On 13/02/07, Michael Monnerie <michael.monnerie@xxxxxxxxxxxxxxxx> wrote:
On Samstag, 10. Februar 2007 01:51 Eduardo J. Ortega wrote: > 1) pg_start_backup > 2) tar to my tape device /data/postgresql excluding > /data/postgresql/pg_xlog 3) pg_stop_backup > 4) delete WAL files under /data/pg_trans_log/ (which is the directory > to which archive_command copies my archived WAL files) with name > "smaller" than the name of the last 000*.backup > 5) append to previously created tar on the tape the WAL > directory /data/pg_trans_log/ Dear all, I'm replying to this message because it's a good start, and I'm thinking of switching from currently pg_dump on all databases to using the concept of base+WAL backup. What we did until now was (not using WAL) - pg_dump for each DB - vacuum full analyze for each DB after backup From what I understand, if I run a vacuum, the WAL logs will be enormous, as they do not simply store the vacuum command itself, but every single operation done on the db. If that's true, running vacuum before the base backup could be better, as there are less WAL logs to store, making the backup smaller, right?
No Not really, Since the base backup is just a dump of the database files only a Vacuum Full / Cluster / Reindex will actually shrink it plane Vacuum will just mark it all for reuse.

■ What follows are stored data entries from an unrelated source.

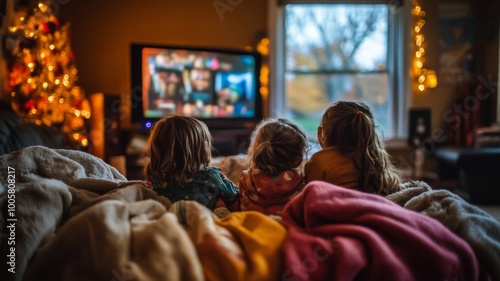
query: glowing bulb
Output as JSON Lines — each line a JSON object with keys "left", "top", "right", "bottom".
{"left": 48, "top": 65, "right": 54, "bottom": 71}
{"left": 59, "top": 98, "right": 64, "bottom": 104}
{"left": 414, "top": 26, "right": 421, "bottom": 33}
{"left": 426, "top": 70, "right": 438, "bottom": 88}
{"left": 418, "top": 84, "right": 425, "bottom": 92}
{"left": 74, "top": 109, "right": 81, "bottom": 117}
{"left": 81, "top": 138, "right": 88, "bottom": 147}
{"left": 416, "top": 51, "right": 422, "bottom": 58}
{"left": 73, "top": 133, "right": 80, "bottom": 140}
{"left": 48, "top": 96, "right": 55, "bottom": 102}
{"left": 55, "top": 79, "right": 60, "bottom": 85}
{"left": 418, "top": 75, "right": 426, "bottom": 83}
{"left": 43, "top": 82, "right": 48, "bottom": 88}
{"left": 49, "top": 45, "right": 55, "bottom": 50}
{"left": 416, "top": 61, "right": 423, "bottom": 68}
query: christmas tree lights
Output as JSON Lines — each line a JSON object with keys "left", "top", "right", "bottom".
{"left": 6, "top": 1, "right": 90, "bottom": 148}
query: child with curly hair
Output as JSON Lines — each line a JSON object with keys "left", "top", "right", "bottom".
{"left": 144, "top": 115, "right": 239, "bottom": 211}
{"left": 238, "top": 118, "right": 308, "bottom": 216}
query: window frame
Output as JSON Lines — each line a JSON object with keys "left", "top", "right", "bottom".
{"left": 267, "top": 0, "right": 412, "bottom": 140}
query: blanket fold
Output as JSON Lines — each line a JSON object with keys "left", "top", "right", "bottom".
{"left": 404, "top": 189, "right": 500, "bottom": 281}
{"left": 280, "top": 181, "right": 485, "bottom": 281}
{"left": 0, "top": 146, "right": 172, "bottom": 281}
{"left": 23, "top": 199, "right": 204, "bottom": 281}
{"left": 170, "top": 200, "right": 286, "bottom": 281}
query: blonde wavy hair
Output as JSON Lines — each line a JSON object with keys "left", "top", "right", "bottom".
{"left": 247, "top": 118, "right": 307, "bottom": 176}
{"left": 143, "top": 115, "right": 212, "bottom": 185}
{"left": 319, "top": 101, "right": 401, "bottom": 195}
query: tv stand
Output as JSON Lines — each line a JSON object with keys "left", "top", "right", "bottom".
{"left": 211, "top": 128, "right": 253, "bottom": 156}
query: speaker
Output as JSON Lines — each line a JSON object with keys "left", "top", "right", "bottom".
{"left": 89, "top": 93, "right": 123, "bottom": 162}
{"left": 408, "top": 108, "right": 431, "bottom": 147}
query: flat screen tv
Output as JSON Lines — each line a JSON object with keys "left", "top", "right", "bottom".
{"left": 130, "top": 43, "right": 262, "bottom": 130}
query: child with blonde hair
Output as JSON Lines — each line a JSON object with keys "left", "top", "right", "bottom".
{"left": 238, "top": 118, "right": 307, "bottom": 216}
{"left": 305, "top": 101, "right": 402, "bottom": 195}
{"left": 144, "top": 115, "right": 239, "bottom": 211}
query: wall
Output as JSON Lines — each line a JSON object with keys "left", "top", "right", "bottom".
{"left": 2, "top": 0, "right": 498, "bottom": 132}
{"left": 55, "top": 0, "right": 267, "bottom": 127}
{"left": 411, "top": 0, "right": 499, "bottom": 135}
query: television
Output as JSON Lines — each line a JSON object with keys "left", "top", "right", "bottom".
{"left": 130, "top": 43, "right": 262, "bottom": 130}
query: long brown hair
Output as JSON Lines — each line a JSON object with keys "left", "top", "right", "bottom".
{"left": 143, "top": 115, "right": 212, "bottom": 185}
{"left": 247, "top": 118, "right": 307, "bottom": 176}
{"left": 320, "top": 101, "right": 401, "bottom": 195}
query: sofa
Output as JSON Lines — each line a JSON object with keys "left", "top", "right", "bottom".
{"left": 435, "top": 146, "right": 500, "bottom": 205}
{"left": 0, "top": 110, "right": 66, "bottom": 155}
{"left": 0, "top": 146, "right": 499, "bottom": 281}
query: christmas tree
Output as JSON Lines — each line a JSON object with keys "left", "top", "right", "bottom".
{"left": 5, "top": 1, "right": 90, "bottom": 149}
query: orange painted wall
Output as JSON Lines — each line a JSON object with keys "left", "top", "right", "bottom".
{"left": 56, "top": 0, "right": 268, "bottom": 127}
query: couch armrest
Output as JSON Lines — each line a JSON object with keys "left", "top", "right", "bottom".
{"left": 0, "top": 111, "right": 66, "bottom": 155}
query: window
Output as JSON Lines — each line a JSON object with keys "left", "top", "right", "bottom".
{"left": 268, "top": 1, "right": 411, "bottom": 140}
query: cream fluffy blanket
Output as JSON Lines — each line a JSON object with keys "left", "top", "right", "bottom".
{"left": 0, "top": 146, "right": 200, "bottom": 281}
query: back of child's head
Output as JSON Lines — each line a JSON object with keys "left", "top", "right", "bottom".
{"left": 143, "top": 115, "right": 212, "bottom": 184}
{"left": 320, "top": 101, "right": 375, "bottom": 151}
{"left": 320, "top": 101, "right": 401, "bottom": 194}
{"left": 247, "top": 118, "right": 307, "bottom": 175}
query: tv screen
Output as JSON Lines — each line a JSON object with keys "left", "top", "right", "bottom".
{"left": 130, "top": 43, "right": 262, "bottom": 129}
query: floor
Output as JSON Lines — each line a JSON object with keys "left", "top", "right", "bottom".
{"left": 477, "top": 205, "right": 500, "bottom": 222}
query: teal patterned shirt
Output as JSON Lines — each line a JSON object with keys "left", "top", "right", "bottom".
{"left": 148, "top": 167, "right": 239, "bottom": 211}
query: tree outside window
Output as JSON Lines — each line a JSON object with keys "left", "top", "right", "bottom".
{"left": 284, "top": 4, "right": 391, "bottom": 138}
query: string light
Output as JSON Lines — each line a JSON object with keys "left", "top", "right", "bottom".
{"left": 256, "top": 37, "right": 269, "bottom": 116}
{"left": 412, "top": 0, "right": 437, "bottom": 92}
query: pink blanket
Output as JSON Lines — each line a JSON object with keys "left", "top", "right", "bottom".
{"left": 280, "top": 181, "right": 487, "bottom": 281}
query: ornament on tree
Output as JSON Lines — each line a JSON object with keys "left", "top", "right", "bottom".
{"left": 5, "top": 1, "right": 91, "bottom": 150}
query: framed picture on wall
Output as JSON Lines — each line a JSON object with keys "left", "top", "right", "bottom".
{"left": 438, "top": 13, "right": 476, "bottom": 85}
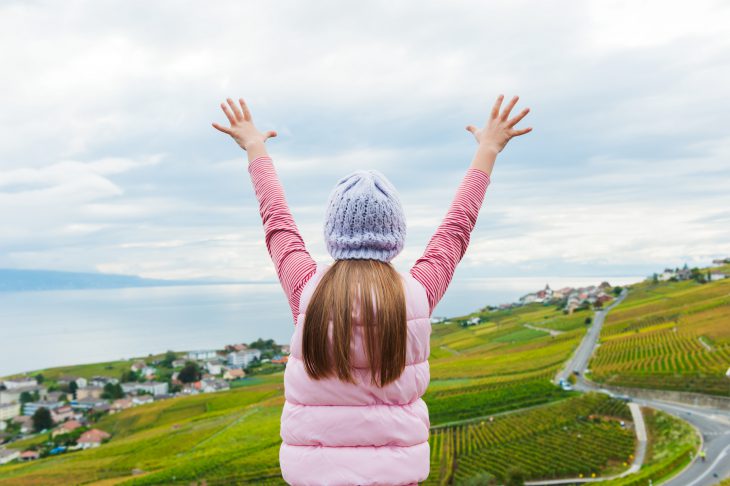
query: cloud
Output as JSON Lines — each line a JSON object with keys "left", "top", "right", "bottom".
{"left": 0, "top": 0, "right": 728, "bottom": 285}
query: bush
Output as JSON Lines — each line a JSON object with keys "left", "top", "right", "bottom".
{"left": 504, "top": 467, "right": 526, "bottom": 486}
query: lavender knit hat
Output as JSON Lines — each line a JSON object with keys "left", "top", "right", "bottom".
{"left": 324, "top": 169, "right": 406, "bottom": 262}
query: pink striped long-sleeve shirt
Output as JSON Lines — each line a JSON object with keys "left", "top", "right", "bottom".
{"left": 247, "top": 155, "right": 491, "bottom": 323}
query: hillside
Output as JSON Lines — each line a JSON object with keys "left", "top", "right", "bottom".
{"left": 589, "top": 262, "right": 730, "bottom": 396}
{"left": 2, "top": 268, "right": 722, "bottom": 484}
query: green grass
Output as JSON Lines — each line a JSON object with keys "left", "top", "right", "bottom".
{"left": 0, "top": 275, "right": 712, "bottom": 484}
{"left": 603, "top": 407, "right": 700, "bottom": 486}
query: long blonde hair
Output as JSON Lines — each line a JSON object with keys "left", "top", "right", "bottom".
{"left": 302, "top": 259, "right": 407, "bottom": 388}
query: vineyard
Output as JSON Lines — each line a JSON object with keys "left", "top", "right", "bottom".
{"left": 589, "top": 275, "right": 730, "bottom": 396}
{"left": 0, "top": 271, "right": 715, "bottom": 484}
{"left": 425, "top": 393, "right": 636, "bottom": 484}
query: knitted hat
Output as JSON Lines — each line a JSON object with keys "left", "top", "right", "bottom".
{"left": 324, "top": 169, "right": 406, "bottom": 262}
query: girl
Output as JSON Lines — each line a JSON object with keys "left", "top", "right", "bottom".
{"left": 213, "top": 95, "right": 531, "bottom": 486}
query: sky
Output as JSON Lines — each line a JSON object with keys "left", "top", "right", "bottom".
{"left": 1, "top": 0, "right": 729, "bottom": 285}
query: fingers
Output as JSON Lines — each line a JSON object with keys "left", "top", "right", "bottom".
{"left": 220, "top": 102, "right": 236, "bottom": 125}
{"left": 264, "top": 130, "right": 277, "bottom": 140}
{"left": 226, "top": 97, "right": 244, "bottom": 122}
{"left": 465, "top": 124, "right": 477, "bottom": 134}
{"left": 211, "top": 122, "right": 231, "bottom": 134}
{"left": 239, "top": 98, "right": 252, "bottom": 121}
{"left": 500, "top": 96, "right": 519, "bottom": 121}
{"left": 510, "top": 127, "right": 533, "bottom": 137}
{"left": 490, "top": 94, "right": 504, "bottom": 120}
{"left": 507, "top": 107, "right": 530, "bottom": 128}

A Vacuum of any sort will bloat the WAL so doing a vacuum pri to your base backups should mean that your WAL is smaller just after backup which may have advantages. Since you really ought to be using Autovacuum I would not worry about it too much. If you really want a small base backup in which case run a Vacuum Full before you backup but this may not shrink the actuall size of backup as the WAL for the privious backup will be larger. Peter.